On Friday, April 3, 2015 at 3:07:47 AM UTC+9, Andrej Karpathy wrote:
> wow, i LOVE the pendulum demo too. I will almost definitely play with getting DQN to work on these, or maybe try some policy gradient stuff. It's sligthly finicky and fragile, one has to know how the alg works and be able to debug it and play with all of its hyperparameters.

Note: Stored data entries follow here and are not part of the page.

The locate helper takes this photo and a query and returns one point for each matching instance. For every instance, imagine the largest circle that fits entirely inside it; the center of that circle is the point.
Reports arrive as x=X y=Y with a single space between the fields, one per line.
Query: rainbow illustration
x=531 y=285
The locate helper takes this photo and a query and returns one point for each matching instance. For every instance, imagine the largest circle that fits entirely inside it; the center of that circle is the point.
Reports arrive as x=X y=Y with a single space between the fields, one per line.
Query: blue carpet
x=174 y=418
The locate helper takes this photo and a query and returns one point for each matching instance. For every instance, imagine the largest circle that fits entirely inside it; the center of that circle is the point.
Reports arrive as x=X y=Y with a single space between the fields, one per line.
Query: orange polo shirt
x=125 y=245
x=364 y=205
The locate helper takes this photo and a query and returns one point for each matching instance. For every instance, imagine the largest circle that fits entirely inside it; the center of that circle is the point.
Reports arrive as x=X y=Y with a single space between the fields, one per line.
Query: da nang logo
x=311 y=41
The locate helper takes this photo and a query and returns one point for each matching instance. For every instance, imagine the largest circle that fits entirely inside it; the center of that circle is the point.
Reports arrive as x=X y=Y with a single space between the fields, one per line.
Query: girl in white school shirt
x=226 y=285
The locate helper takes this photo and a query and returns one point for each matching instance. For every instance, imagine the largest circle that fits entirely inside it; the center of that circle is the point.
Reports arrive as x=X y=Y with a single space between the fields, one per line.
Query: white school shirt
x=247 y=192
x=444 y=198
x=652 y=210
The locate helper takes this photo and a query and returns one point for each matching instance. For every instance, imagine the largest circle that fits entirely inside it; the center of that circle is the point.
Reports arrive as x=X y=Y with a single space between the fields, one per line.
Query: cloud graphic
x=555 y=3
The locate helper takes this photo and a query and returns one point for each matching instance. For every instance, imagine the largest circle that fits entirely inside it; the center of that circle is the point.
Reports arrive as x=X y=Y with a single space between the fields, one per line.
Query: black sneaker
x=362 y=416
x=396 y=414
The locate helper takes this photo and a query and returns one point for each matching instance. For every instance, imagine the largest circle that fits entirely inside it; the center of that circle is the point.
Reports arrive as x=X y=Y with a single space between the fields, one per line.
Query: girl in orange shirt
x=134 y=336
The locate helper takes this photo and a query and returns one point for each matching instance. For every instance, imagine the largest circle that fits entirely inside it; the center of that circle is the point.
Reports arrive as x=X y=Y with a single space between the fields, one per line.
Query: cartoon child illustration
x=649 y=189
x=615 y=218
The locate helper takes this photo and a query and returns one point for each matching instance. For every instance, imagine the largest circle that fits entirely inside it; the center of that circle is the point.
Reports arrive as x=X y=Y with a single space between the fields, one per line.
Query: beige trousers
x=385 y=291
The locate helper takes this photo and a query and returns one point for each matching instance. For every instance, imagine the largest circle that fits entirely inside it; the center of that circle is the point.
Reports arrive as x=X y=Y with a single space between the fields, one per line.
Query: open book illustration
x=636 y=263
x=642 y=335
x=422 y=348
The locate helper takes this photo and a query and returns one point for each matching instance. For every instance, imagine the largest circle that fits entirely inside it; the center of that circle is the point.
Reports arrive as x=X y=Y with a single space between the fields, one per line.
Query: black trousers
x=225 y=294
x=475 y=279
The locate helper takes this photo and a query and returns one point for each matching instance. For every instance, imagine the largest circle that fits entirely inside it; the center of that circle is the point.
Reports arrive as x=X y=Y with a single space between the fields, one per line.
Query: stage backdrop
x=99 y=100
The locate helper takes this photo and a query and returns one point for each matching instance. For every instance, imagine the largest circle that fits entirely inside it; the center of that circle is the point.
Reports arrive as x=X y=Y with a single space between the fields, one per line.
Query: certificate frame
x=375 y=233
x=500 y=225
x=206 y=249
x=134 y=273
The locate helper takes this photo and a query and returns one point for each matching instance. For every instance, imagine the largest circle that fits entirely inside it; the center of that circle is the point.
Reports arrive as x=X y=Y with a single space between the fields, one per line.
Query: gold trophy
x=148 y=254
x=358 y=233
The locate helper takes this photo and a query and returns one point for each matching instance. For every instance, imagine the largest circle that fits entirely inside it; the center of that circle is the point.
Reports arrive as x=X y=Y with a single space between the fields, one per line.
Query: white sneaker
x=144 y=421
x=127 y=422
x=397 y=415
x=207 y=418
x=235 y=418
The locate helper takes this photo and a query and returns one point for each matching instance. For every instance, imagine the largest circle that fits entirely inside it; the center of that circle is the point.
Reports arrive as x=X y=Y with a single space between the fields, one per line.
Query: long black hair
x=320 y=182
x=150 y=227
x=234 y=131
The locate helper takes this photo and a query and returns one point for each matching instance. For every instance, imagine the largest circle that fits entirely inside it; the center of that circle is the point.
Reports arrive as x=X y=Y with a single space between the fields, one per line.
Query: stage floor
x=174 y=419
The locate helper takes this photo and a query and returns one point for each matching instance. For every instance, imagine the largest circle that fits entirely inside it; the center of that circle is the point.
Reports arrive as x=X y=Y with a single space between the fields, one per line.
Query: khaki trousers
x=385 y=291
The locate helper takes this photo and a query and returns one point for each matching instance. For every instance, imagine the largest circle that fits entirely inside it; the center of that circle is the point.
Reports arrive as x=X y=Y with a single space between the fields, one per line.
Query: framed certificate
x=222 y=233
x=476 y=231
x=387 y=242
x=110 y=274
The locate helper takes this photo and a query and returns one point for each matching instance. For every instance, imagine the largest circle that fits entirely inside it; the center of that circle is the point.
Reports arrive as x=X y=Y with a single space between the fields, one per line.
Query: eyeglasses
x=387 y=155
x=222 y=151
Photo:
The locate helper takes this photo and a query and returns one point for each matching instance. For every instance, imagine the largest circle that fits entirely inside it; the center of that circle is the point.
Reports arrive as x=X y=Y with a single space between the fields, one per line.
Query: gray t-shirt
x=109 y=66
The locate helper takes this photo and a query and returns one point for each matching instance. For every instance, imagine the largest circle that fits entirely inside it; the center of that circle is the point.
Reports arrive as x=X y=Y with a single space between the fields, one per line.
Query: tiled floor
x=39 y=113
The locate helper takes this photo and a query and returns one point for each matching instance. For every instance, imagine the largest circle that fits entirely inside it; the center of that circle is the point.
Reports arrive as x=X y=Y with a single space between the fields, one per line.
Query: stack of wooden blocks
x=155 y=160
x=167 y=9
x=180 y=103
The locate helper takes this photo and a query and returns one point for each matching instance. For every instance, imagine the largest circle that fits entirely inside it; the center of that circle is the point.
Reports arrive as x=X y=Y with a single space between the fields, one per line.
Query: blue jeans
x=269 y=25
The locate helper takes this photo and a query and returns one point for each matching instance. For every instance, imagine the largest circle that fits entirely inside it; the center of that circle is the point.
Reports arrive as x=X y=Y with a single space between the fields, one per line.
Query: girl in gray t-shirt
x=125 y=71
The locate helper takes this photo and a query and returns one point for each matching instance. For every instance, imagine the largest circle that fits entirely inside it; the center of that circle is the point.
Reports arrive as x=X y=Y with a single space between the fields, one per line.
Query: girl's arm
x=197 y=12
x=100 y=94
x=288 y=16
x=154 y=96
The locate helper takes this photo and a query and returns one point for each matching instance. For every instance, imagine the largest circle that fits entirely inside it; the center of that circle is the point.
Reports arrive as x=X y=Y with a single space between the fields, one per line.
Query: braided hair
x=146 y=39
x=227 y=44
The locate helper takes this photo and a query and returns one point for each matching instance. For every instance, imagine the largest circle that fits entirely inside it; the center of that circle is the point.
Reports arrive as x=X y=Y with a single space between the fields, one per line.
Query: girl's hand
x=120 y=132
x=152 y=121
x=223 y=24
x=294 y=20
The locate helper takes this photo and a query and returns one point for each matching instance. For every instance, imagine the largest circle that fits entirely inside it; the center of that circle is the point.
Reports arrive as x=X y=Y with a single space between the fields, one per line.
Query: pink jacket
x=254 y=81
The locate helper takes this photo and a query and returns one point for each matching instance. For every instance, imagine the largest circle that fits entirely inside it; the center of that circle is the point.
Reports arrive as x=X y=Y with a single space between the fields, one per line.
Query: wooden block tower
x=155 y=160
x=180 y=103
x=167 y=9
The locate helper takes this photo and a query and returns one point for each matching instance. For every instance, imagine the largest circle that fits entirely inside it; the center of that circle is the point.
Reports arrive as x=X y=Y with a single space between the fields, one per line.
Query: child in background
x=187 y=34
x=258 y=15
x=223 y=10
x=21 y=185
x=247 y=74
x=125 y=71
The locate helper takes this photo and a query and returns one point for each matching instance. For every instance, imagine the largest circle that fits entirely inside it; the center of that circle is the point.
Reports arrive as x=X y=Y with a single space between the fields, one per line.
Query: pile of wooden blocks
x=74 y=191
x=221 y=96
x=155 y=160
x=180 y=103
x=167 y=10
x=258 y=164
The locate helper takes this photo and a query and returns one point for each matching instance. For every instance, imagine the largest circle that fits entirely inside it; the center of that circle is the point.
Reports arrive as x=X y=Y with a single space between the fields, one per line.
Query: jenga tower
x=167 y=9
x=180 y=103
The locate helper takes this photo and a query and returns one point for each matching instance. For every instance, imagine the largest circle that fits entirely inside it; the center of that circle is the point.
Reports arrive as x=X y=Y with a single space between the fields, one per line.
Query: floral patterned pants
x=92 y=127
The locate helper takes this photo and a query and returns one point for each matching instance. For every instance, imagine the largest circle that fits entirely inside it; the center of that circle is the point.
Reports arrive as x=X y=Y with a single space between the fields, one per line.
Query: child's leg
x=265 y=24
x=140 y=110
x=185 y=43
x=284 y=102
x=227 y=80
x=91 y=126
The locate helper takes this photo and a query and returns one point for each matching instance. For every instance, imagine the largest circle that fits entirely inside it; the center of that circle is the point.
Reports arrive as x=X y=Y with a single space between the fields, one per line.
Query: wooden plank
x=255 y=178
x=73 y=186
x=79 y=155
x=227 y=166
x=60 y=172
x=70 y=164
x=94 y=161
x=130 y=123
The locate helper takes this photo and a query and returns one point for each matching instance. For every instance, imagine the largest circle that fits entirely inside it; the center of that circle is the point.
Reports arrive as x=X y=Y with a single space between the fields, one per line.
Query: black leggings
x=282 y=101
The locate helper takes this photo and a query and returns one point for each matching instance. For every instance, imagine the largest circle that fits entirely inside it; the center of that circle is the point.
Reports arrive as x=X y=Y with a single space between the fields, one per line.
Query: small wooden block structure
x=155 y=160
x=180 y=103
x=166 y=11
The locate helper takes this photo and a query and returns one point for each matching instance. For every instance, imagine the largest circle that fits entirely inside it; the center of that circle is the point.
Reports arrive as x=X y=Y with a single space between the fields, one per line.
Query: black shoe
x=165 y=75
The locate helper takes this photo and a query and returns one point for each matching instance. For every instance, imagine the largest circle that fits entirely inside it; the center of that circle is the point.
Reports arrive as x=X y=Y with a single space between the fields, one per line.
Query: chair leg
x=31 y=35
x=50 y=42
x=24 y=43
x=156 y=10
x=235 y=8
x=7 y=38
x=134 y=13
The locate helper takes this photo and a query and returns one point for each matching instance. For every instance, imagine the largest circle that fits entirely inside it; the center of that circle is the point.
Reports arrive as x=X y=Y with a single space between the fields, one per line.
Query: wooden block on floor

I'll give it a shot, thanks for the links!
>
>
> """With proper physics simulation possible in web browsers, combined with browser-run neural networks, the sky's the limit! =)""" +1.
>
>
>
>
>
>
>
> On Thu, Apr 2, 2015 at 6:28 AM, hardmaru <dav...@gmail.com> wrote:
>
> Glad you enjoyed the game, Andrej!
>
> Yeah, I gotta take a closer look at DQN again.  Perhaps you or someone can take up the challenge to create a DQN-based slime volleyball agent and battle it out with the existing neuroevolved AI and see who is ultimately better :)  I github'ed the source code to neural slime volleyball in case anyone is interested, apologies in advance that it isn't the cleanest code in the world as it was intended to be more of a quick sketch rather than a program.
>
>
>
> Actually, the truth is when I first started looking at this stuff, I tried to use the DQN that is already implemented in convnetjs to perform tasks such as balancing an inverted cart-pole pendulum model which are toy problems in control systems, but this seemed quite difficult to get it to work due to the large amount of continuous states.  I gave up after a few weeks of trying unfortunately, but luckily stumbled across some papers on genetic algorithms and neuroevolution techniques and eventually trained some convnetjs networks to be able to balance a even a double linked inverted pendulum system.  After I got that working, I simply continued to use the ga-based methods on game AI, but you are probably right, DQN will probably work just as well in this game.
>
>
> If you are curious, please check out your convnetjs in action when used with a _proper_ physics engine (box2d transcompiled to JS via emscripten), in this double inverted pendulum self balancing demo (details explained in blog post).  With proper physics simulation possible in web browsers, combined with browser-run neural networks, the sky's the limit! =)
>
>
>
> Happy long weekend (over there)!
>
>
>
> Dave
>
> On Thursday, April 2, 2015 at 9:23:46 AM UTC+9, Andrej Karpathy wrote:
> This is awesome thanks for the link and writeup :) 
>
>
> I think this could have been done very nicely with RL, without all this evolution mambo jambo, but it probably takes a little more effort :) In this case policy gradient methods would work nicely, or maybe even DQN that's already implemeted in ConvNetJS. I would have thought it should work okay on this kind of reactive task, with some amount of training. 
>
>
> Cheers!
> Andrej
>
>
>
>
> On Wed, Apr 1, 2015 at 3:59 PM, hardmaru <dav...@gmail.com> wrote:
>
>
>
>
>
> I've been playing around with this library for a while and I found the code and demos incredibly useful to learn about implementing neural networks into interactive web applications.  Thanks a lot for creating such a fantastic library!  My interests is more geared towards reinforcement learning, task performing agents and control systems, rather than computer vision which recently seems to be a more popular topic recently.  I was initially interested to apply Q-learning techniques to agent control problems, but I found that training to be difficult for problems with too many continuous states.  After a while, I decided to go for more direct policy search approaches, and ended up writing some simple and conventional neural evolution trainer addins for training convnetjs neural nets.
>
>
> Anyways if you have some time or want to take a break from your research, check out the slime volleyball game demo I made using convnetjs.  It is basically a HTML5-js clone of the classic slime volleyball java applet game that was popular a decade ago.